É preciso fechar a boca do Jacaré

Como diminuir o Gap entre o avanço tecnológico e desenvolvimento social com as Redes de Inteligência Coletiva.

Ao olharmos a produção científica e os avanços tecnológicos dos nossos dias, é possível chegar a conclusão que o mundo nunca foi tão promissor! Para ficar apenas em alguns exemplos: o desenvolvimento de alimentos geneticamente resistentes proporciona safras mais abundantes; equipamentos médicos sofisticados possibilitam diagnósticos cada vez mais precoces, aumentando o sucesso dos tratamentos; a vida cotidiana com celular, forno de microondas, automóveis que rodam com energia limpa etc. torna nosso dia a dia bem mais confortável do que o dos nossos antepassados, que há menos de 200 anos (o que não é nada para a escala da evolução…) ainda dependiam de cartas que demoravam semanas para chegar, alimentavam-se do que era possível plantar ou criar e viam uma simples gripe como ameaça mortal à saúde. 

Por outro lado, o sucesso dessa escalada da tecnologia e suas possibilidades parece não se refletir em um aumento da satisfação do homem com a realidade que o cerca, ou consigo mesmo. Nossa organização social continua substancialmente a mesma, aprofundando desigualdades socioeconômicas, polarizações, escassez e pouca capacidade de convivência com quem pensa diferente de nós. O gap entre desenvolvimento tecnológico e desenvolvimento social só aumenta, e pode ser representado no gráfico “boca de jacaré” – é a imagem do post!

O que podemos imaginar de um futuro próximo? 

Uma das grandes questões que tem preocupado cientistas e filósofos é a irreversível escalada da automação e da inteligência social. Tarefas cada vez mais complexas poderão ser realizadas – e até mesmo melhoradas – sem depender da ação humana. Como ficarão nossos empregos? De onde virá o sustento das pessoas? O que vamos fazer com nosso tempo livre, já que provavelmente trabalharemos muito menos?

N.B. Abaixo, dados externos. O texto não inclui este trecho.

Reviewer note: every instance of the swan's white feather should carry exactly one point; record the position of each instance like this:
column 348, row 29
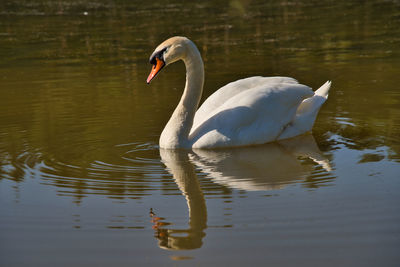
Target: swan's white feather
column 231, row 89
column 306, row 113
column 255, row 115
column 250, row 111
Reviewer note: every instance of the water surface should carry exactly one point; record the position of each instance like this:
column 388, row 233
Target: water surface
column 83, row 182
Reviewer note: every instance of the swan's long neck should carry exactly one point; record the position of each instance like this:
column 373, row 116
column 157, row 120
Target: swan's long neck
column 176, row 132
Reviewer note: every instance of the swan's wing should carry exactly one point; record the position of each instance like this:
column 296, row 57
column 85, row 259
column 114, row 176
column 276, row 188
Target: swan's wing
column 230, row 90
column 306, row 113
column 253, row 116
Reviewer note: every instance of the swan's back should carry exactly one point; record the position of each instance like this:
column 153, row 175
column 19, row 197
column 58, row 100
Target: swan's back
column 255, row 115
column 230, row 90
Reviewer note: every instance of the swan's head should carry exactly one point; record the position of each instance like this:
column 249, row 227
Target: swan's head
column 169, row 51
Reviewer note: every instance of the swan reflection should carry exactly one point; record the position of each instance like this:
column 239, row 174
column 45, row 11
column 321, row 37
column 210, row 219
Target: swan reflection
column 267, row 167
column 179, row 165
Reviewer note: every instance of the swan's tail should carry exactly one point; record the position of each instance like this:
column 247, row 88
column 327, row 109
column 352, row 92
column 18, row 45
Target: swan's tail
column 324, row 89
column 307, row 113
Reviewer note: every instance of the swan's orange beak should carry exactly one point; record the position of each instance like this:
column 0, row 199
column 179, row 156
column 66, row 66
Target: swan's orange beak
column 156, row 69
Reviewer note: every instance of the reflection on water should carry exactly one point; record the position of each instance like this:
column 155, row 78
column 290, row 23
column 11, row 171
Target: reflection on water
column 184, row 175
column 267, row 167
column 79, row 161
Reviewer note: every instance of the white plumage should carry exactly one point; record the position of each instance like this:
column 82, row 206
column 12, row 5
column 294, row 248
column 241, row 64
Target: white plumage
column 250, row 111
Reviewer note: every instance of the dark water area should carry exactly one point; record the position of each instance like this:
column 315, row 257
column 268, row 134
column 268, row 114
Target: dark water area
column 83, row 181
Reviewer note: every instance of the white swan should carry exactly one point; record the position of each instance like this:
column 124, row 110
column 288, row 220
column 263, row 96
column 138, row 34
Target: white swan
column 250, row 111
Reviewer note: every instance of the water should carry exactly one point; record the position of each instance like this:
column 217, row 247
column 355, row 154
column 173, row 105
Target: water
column 84, row 183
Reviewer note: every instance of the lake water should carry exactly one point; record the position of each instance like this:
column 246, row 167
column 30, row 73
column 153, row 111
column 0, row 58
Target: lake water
column 84, row 183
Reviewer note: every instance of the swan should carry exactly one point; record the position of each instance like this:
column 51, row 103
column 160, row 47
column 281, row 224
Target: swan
column 250, row 111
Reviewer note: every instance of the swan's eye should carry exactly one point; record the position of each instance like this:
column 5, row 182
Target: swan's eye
column 159, row 54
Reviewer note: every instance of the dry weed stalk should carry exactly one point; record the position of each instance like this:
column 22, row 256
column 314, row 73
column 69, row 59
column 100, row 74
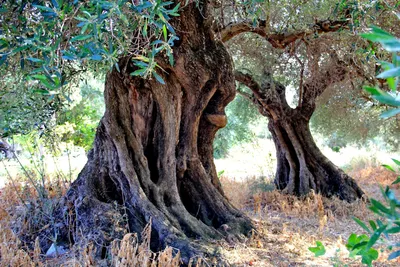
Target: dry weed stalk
column 129, row 252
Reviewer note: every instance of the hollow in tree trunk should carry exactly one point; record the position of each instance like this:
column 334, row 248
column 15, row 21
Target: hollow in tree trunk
column 301, row 166
column 153, row 156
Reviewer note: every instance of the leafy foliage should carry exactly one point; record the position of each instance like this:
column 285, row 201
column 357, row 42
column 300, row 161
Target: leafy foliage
column 318, row 250
column 46, row 47
column 242, row 115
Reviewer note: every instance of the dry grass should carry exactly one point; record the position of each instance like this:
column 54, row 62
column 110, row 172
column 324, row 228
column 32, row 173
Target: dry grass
column 288, row 225
column 285, row 227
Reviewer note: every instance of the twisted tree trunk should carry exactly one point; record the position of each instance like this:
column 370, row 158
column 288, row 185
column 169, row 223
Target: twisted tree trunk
column 153, row 155
column 301, row 166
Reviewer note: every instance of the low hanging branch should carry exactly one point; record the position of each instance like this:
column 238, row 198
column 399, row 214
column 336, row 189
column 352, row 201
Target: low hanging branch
column 280, row 40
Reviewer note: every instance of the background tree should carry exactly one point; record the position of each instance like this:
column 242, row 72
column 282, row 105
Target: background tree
column 165, row 96
column 301, row 165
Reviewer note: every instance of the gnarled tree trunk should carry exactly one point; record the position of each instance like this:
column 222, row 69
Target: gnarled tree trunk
column 301, row 166
column 153, row 156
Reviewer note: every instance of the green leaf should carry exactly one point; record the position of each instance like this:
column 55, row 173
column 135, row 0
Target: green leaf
column 165, row 33
column 318, row 250
column 80, row 38
column 369, row 256
column 388, row 167
column 362, row 224
column 397, row 180
column 96, row 57
column 373, row 225
column 390, row 113
column 394, row 255
column 396, row 161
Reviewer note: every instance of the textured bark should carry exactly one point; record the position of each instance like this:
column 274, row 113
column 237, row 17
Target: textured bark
column 279, row 40
column 301, row 167
column 153, row 155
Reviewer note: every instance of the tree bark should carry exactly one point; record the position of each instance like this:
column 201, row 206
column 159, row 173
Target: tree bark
column 153, row 157
column 301, row 166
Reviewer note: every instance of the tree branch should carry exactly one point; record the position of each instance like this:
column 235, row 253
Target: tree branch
column 280, row 40
column 248, row 80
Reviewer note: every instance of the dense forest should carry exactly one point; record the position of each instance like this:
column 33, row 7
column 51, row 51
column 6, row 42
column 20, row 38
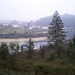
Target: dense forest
column 57, row 58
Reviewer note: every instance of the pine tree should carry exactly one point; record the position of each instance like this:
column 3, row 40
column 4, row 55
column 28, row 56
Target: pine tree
column 30, row 48
column 56, row 28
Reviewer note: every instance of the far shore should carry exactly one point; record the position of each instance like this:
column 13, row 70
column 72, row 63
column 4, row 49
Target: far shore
column 22, row 39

Eu vejo dois cenários igualmente possíveis. No primeiro, que chamarei de “mais do mesmo”, as coisas continuam como estão e o abismo entre ciência/tecnologia e humanismo se aprofunda. É um retrato do momento atual, em que os avanços tecnológicos não parecem se refletir em aumento dos índices de satisfação com a vida, diminuição do estresse e da ansiedade, ou mesmo em pessoas mais tranquilas e felizes.

O segundo cenário certamente dará um pouco mais de trabalho, mas abre perspectivas mais interessantes. Chamarei ele de “sociedade em redes de inteligência coletiva”. Quando penso neste cenário, tenho em mente a proposição de Peter Diamandis e Steven Kotler no livro “Abundância – O futuro é melhor do que você imagina”. Os autores apontam que o progresso nas áreas de inteligência artificial, robótica, manufatura digital, nanomateriais, biologia sintética e muitas outras tecnologias de crescimento exponencial permitirão que tenhamos, nas próximas duas décadas, ganhos maiores que os dos dois últimos séculos.

Associo este pensamento ao alerta de Yuval Harari em seu livro “Homo Deus”: nosso desafio é fazer com que todos os benefícios deste progresso sejam acessíveis a todas as pessoas.

Mas como caminhar nesta direção? 

Penso que a possível resposta esteja na criação de RICas, as Redes de Inteligência Coletiva. Grupos estabelecidos em que todos se conectam e juntos desenvolvem seu melhor potencial individual e coletivo. Uma RICa pode ser uma turma escolar, uma família, uma empresa. Neste ambiente seguro e acolhedor, em que todos compartilham da mesma linguagem (e por isso todos se entendem) a insegurança diminui, vergonha e medo são diluídos, a ansiedade e estresse dão lugar a atitudes mais propositivas, corajosas e planejadas, o que tem a propensão de gerar abundância para todos. Cada pessoa acabará participando de diversas RICas (na escola, no trabalho, em casa, no condomínio…) transferindo sabedoria coletiva e estabelecendo um tecido social muito mais igualitário. Os grandes desafios que temos são coletivos (ecologia, fome, guerras) e enfrentá-los coletivamente me parece ser a única maneira.

Não vejo outro caminho senão fechar a boca do jacaré, aproveitando a “rampa ascendente” da tecnologia para elevar o vetor do humanismo. Este é o futuro que nos espera, desde que desejemos escrevê-lo.